The Milbank Memorial Fund’s Multi-State Collaborative (MC) held its annual meeting in Detroit in November. Forty participants from 15 states or regions were represented. Each state or region in the group is involved in multi-payer primary care transformation—either through CMS’s Multi-Payer Advanced Primary Care Practice (MAPCP) demonstration, the Comprehensive Primary Care (CPC) Initiative, or their own program without CMS demonstration funding. (See the 2014 MC report.)

The meeting focused on several topics, including how best to evaluate the work of each collaborative project. The Fund has teamed up with Mathematica Policy Research, which is looking at the most effective methodology for evaluating the projects and identifying future evaluation strategies.

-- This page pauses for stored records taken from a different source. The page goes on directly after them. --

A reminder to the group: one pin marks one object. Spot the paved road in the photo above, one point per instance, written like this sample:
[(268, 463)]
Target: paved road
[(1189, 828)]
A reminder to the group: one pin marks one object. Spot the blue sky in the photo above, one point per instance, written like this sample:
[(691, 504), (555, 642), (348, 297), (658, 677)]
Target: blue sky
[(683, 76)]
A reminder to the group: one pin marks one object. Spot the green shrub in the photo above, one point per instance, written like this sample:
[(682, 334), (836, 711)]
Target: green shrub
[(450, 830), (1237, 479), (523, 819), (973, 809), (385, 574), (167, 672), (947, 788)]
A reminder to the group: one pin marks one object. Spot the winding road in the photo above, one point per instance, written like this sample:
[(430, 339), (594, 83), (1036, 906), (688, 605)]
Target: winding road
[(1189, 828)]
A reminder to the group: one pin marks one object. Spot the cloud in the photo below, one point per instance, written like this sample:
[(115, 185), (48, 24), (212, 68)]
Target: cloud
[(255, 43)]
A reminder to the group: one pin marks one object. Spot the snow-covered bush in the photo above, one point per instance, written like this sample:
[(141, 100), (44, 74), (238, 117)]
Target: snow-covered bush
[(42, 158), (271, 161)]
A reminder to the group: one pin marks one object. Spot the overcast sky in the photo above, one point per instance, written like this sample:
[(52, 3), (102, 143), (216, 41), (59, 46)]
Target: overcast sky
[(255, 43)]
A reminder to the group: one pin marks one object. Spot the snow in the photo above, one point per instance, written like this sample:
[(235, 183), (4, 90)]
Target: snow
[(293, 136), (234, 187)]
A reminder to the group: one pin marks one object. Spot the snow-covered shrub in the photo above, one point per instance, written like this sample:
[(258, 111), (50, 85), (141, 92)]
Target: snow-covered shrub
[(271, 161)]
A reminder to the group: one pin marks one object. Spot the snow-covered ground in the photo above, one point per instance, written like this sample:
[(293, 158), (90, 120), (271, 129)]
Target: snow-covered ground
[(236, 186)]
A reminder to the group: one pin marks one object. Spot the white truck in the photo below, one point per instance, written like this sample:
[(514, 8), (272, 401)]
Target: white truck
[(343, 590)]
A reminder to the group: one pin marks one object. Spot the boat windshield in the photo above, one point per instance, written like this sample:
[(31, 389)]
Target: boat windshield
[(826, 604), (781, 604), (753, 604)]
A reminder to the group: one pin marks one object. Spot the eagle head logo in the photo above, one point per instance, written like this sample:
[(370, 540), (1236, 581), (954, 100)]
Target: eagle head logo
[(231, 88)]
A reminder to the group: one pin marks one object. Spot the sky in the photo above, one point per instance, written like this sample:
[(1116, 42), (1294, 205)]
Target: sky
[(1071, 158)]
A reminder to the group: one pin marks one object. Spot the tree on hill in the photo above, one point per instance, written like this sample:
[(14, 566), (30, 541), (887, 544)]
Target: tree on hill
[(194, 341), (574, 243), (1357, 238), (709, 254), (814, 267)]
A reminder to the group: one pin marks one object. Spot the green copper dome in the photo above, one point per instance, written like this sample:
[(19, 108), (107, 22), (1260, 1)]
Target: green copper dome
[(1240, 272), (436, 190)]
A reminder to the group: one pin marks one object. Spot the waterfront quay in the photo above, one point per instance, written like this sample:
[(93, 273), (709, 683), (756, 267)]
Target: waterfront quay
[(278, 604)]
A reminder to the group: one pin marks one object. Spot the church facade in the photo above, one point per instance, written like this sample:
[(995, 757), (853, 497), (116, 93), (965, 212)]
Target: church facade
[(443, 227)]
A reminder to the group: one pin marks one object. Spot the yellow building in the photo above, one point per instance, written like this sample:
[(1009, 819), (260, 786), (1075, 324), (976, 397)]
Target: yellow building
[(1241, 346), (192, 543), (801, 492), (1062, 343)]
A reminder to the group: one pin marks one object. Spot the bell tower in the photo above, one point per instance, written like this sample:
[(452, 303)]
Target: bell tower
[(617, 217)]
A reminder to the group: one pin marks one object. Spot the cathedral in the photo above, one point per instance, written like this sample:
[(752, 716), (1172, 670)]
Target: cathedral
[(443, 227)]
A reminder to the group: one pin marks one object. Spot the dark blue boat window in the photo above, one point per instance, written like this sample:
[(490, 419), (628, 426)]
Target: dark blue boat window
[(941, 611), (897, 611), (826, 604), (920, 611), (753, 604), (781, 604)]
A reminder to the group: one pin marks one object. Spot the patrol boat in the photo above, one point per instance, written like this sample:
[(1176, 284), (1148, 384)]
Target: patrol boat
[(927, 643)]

Mathematica presented some of the findings so far, including how examining large populations helps provide reliable data for evaluations, findings, and comparisons to other projects. As is to be expected, the more mature programs, those with a history of at least five years, have more credible data and are starting to see encouraging results. The Fund will publish Mathematica’s report of the evaluations in 2016.

Another topic discussed at the meeting was the importance of program governance and leadership and, in particular, the process of integrating multi-payer programs at the local level with other payment reform activities. Vermont’s leadership team shared its strategy in aligning its robust community-based primary care infrastructure with quality measurement and payment innovations emerging from the state’s Accountable Care Organizations, which are led and sustained at the local level.

“There is a lot of interest nationally in advanced primary care, as this work is often called,” explains Lisa Dulsky Watkins, director of the MC. “As these federally-supported programs come to their scheduled termination dates at the end of 2016, the MC is well situated to facilitate this conversation—and to help shape what federal support for multi-payer primary care transformation will be in the future.”